Jesus was the last and final (required) sacrifice…the most perfect of them all. Once and for all, for the sake of all of humankind, Jesus took our place, instead of that of a wild beast.

Above all the reasons for Jesus needing to be the final and perfect sacrifice, maybe one of the other things God was hoping for was that we would come to understand the seriousness of the sacrificial system by having a human die for us. Maybe in the same way, God was trying to help us understand His care for the animals by comparing it with the death of a human for the same reason. But then, Jesus wasn’t just any human…Jesus was, and is, God. God came to us and took the place, not only of the animals, but also those of us who should have been on that cross instead of Him.

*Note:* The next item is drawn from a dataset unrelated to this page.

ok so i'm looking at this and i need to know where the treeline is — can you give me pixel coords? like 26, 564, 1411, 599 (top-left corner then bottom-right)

See? All throughout history, God was saying, ‘you belong on that sacrificial altar. You should be there, not this animal. It was your fault, your sin, you are the guilty party here, and therefore you should die.’ But because God loves us so, He gave us a way out by allowing us to replace ourselves with an animal of His choosing. And He later replaced us by dying, Himself. This was not as a way of escape from our guilt, but an act of mercy concerning our guilt.

The animals were part of God’s act of mercy. Therefore, we should not make the same mistake our ancestors made. Don’t make God’s act of mercy something to take for granted. God wants our hearts…He’s always wanted our hearts. And we need to give them to Him, full-heartedly if we’re to be fully His.